Is there life after high school?
Moving on is simple. It’s what we leave behind that’s hard.” - Author Unknown

What is it about the whole high school experience that has such a powerful hold on our imagination, our emotional compass?

Two years, five months and several odd days after visiting my alma mater with one of my Class of 1983 classmates, Maggie Wunderlich, I’m still somewhat bemused by how many memories can get stirred up by the simple act of opening a door and crossing one’s old high school’s threshold.

I had last visited South Miami Senior High in the spring of 1989; Conchy Bretos, then the person in charge of Miami-Dade Community College’s Recruitment and Retainment Department, knew that I had attended that school from August 1980 to June 1983. I was a somewhat respected college-level student journalist at the time, so Ms Bretos thought I’d be suitable to explain to a ninth-grade English class what Miami-Dade was like in comparison to high school and what the College had to offer.

I went, of course, and I improvised my way through a somewhat awkward presentation. I also handed out about 30 copies of the current issue of the South Campus’ student newspaper where I was then a staff writer. I thought I’d bombed, but Ms. Bretos was happy with both my performance and the students’ response. She sent a memo to her boss and mine (the Director of Student Publications), telling them that I’d done a good job and that she thought we should go again in the future.

For some reason, this never happened, and I thought I’d never return to South Miami High.

That is, until my friend Maggie, who’s now married (with children!) and living way up in Michigan, came to Miami to attend a wedding.

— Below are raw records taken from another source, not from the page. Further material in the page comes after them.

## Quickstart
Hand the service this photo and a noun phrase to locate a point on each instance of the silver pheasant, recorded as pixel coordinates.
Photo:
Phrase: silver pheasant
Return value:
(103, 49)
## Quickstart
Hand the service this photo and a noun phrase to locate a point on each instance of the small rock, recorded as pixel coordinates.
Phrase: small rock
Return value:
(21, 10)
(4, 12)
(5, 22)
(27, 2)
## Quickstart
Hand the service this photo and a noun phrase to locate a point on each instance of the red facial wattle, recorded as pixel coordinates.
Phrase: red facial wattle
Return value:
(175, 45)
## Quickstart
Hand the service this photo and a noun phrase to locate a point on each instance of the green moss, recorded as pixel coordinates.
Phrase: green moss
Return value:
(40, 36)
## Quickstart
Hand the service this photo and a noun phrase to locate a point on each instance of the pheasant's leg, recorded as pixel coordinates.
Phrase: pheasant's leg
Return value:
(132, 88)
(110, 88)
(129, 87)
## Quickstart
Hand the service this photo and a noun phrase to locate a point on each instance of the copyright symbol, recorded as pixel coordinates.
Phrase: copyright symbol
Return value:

Maggie and I had not seen each other for a long time – at least not since 1985 – and we lost touch of each other during our college years. But thanks to Facebook, she found me and we reconnected online…

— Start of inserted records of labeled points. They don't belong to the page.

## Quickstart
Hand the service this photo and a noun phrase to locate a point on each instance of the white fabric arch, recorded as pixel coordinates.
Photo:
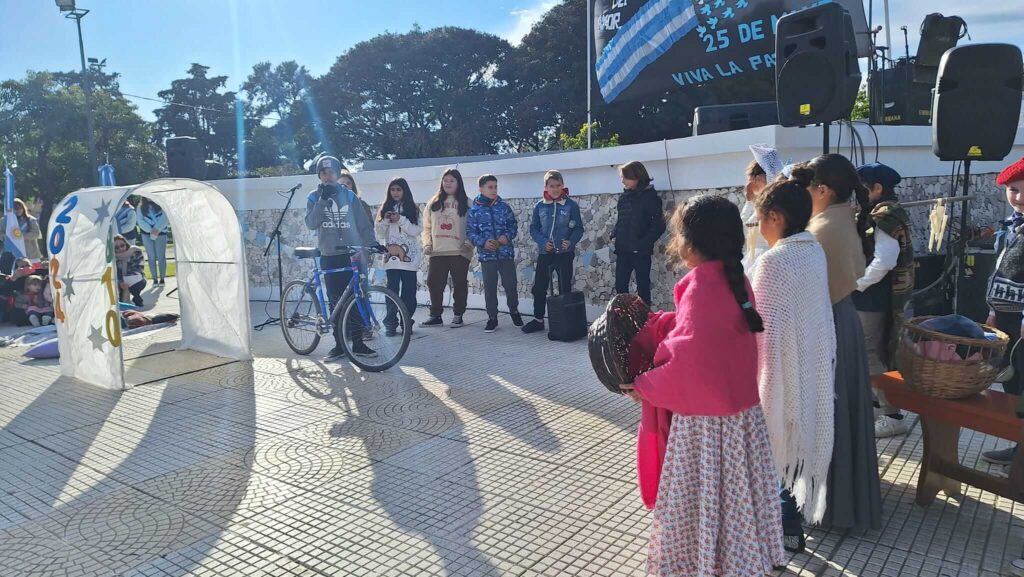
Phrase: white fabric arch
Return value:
(211, 274)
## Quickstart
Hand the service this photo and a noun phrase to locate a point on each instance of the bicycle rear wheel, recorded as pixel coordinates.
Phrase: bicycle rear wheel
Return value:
(300, 318)
(367, 327)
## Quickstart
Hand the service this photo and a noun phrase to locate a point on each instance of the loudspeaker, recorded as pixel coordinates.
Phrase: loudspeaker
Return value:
(977, 101)
(817, 74)
(185, 158)
(215, 170)
(722, 118)
(938, 34)
(903, 101)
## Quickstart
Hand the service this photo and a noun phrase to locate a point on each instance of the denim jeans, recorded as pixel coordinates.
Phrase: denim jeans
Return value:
(403, 284)
(156, 251)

Anyway, Maggie wanted to hang out with me for a while on the day before she and her family had to fly back to Michigan, and she thought it would be nice if we could go see our old school, for old time’s sakes.

On the way to the school , we talked about some of our memories of those days. She and her older sister were in the same grade I was in, and Maggie was in both my home room and newspaper class. And for some reason I seem to have retained more memories of high school than she, because there were many instances when I’d bring up a teacher’s name or an incident that happened in our “tour of duty,” and she’d say, “I don’t remember that!”

“Beginnings are scary, endings are usually sad; it’s what you do in between that counts the most.” - Author Unknown


Once on campus, I felt a strange combination of My God, this place has changed and déjà vu. Some things, naturally, looked different – there is a new building where part of the parking lot used to be and the paint scheme has changed some – but the front entrance was still in the same place and so were some of the benches outside.

“I always knew that I would look back on the times i cried and laugh, but I never knew that I’d look back on the times I laughed and cry.” - Author Unknown

The biggest change, of course, was the post-Columbine emphasis on security. Where in 1983 – or even 1989 – there were no security procedures to follow, Maggie and I had to have a Visitor’s ID pass made before we could go to the Main Office.

We also couldn’t – for the obvious reasons of security and non-disruption of classes – wander about the whole campus in search of the handful of faculty members still at South Miami High 26 years after our graduation. (Maggie and I actually talked to two of our former teachers; she spoke to Mr. Branstetter, her English teacher, and I saw my former Algebra I instructor, Ms. Castaneda. She guided us around as much as the rules and the time of day allowed; she even took our pictures with our digital cameras.)

“It is hard to convince a high-school student that he will encounter a lot of problems more difficult than those of algebra and geometry.” - Edgar Watson Howe

The strangest of the changes was that two of the school administrators – whose names escape me right now – were fellow members of the Class of 1983. I couldn’t remember them, and I’m not sure if Maggie did, either, but they were pretty gracious and took time from their work routine to talk to us.

Comments

  1. Nice post. It brought back some old memories from SMSH. Mr. Branstedder was my favorite. My 17 year old now goes to SMSH & tells me that she had him for Drama Class. While I went there I had Mr. Strickland for Drama. Thanks for bringing me back through memory lanes. Go Cobras Class of 1988 rules!!!